Politicians blamed the army opposition for non-inclusion of the FATA reforms in 18th amendment. Let us assume the army opposed it, my question is how will the history determine the army opposed the issue? 

Did 42 members of the reforms committee leave something in black and white; is the issue of FATA reforms part of the proceedings? A flat No.

Not even one out of the 342 MPs opted to resign to protest the army opposition to the FATA reforms. That is why I would say, while the army bears the blame for the current problems resulting from the support for militant approaches and reliance on non-state actors, politicians share the blame equally. I would have loved to see an Expression of Interest in the 18th Amendment. 

This brings us to the third dimension of the international security challenges:

Since FATA are governed by the FCR, and much of the FCR is meanwhile subject to the will and actions of the military, there is a real legal-administrative gap in the FATA. The system may have been good when there were no Islamist militants – which are now a parallel force, a direct challenge to the state. But we also have to keep in mind that even if the FCR worked well before the emergence of the Taliban, one must not deny that the FCR basically treated the tribal people as “caged monkeys” (former governor Gen.Ali Jan Orakazai), a system that allowed gun-running, drugs and even shelter to fugitives from the law of the land. That is why the question: Do you really want to continue with that system which has allowed all sorts of non-state actors to emerge i.e. militants, criminal gangs, smugglers, besides according a privileged status to a 35,000 people and a few thousand bureaucrats? 

And now to the fourth dimension of the internal security: 

This is Socio-economic deprivations that have resulted from the special status of the FATAs and the FCR. One of the direct consequences of this system is socio-economic under-development in an environment wherein the Political Agent is the king and the Malik is his privileged surrogate, while the common man remains under-privileged – and entirely at the whims of either the Political Administration or the militants. This has obviously aggravated economic adversities, rendered hundreds of thousands youth jobless, and exposed them to the militants – many of them also join their ranks.

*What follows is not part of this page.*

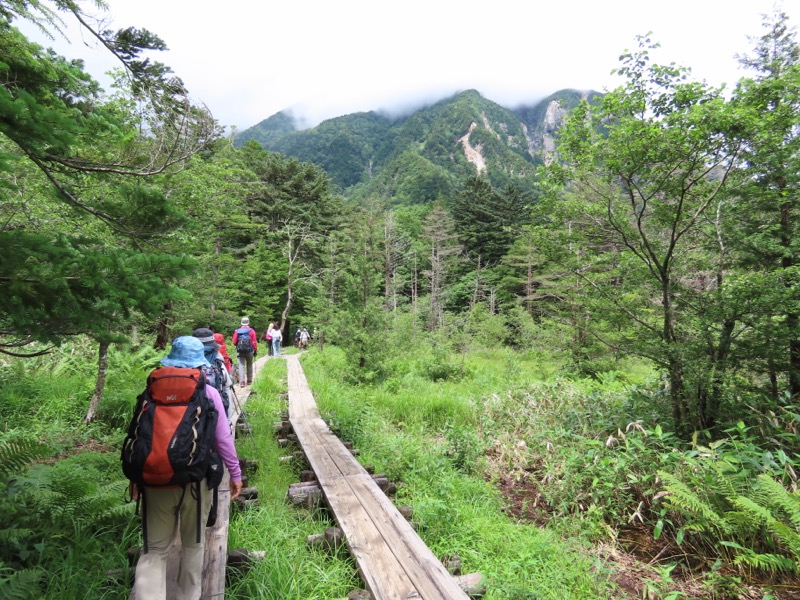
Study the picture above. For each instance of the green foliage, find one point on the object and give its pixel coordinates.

One of the aspects of the administrative dimensions is the law-enforcement machinery. It is the issue of capacity of the khasadars, Lavies and the FC. This also applies to the police in most of the country: 

Are they are sensitized enough to deal with the new level of threat? Do we have laws efficient enough to deal with the security challenges that emanate from FATA and other ungoverned spaces? 

The provincial cabinet (Feb 24th) in Peshawar was informed that terrorists freed by the courts have become active again. Mian Iftikhar Hussain claimed that courts sentence only two per cent of the terrorists that stand trial. He said that as many as 200 cases were registered during 2009 but the number fell to 101 in 2010. 

Over 3,000 trials, including that of Tehrik-i-Nifaz-i-Shariat-i-Muhammadi (TNSM) Chief Sufi Muhammad, are still pending because the authorities are afraid that once produced before the normal courts – governed by the anglo-saxon law – most of them would be out. 

A rare conviction followed on March 18th when an Anti-Terror Court in Swat handed down a consecutive prison term of 120 years to Noorani Gul, a high-profile commander originally from Matta.

This is a welcome development but we need more such convictions, backed up by comprehensive anti-terror legislation replacing Anti-Terror Act 1997. And for that, the military establishment would need to show its teeth to all those who are challenging the write of the state. Dubious deals with religio-political groups shall have to be abandoned in favour of a law-based state-driven governance, and quick justice to the marginalised five million inhabitants of FATA. 

But a much greater challenge, probably, is how to handle the mushrooming threat that the trans-nationalist al Qaeda and its non-Arab affiliates present to the world at large as well as to the residents of FATA and Pakistan.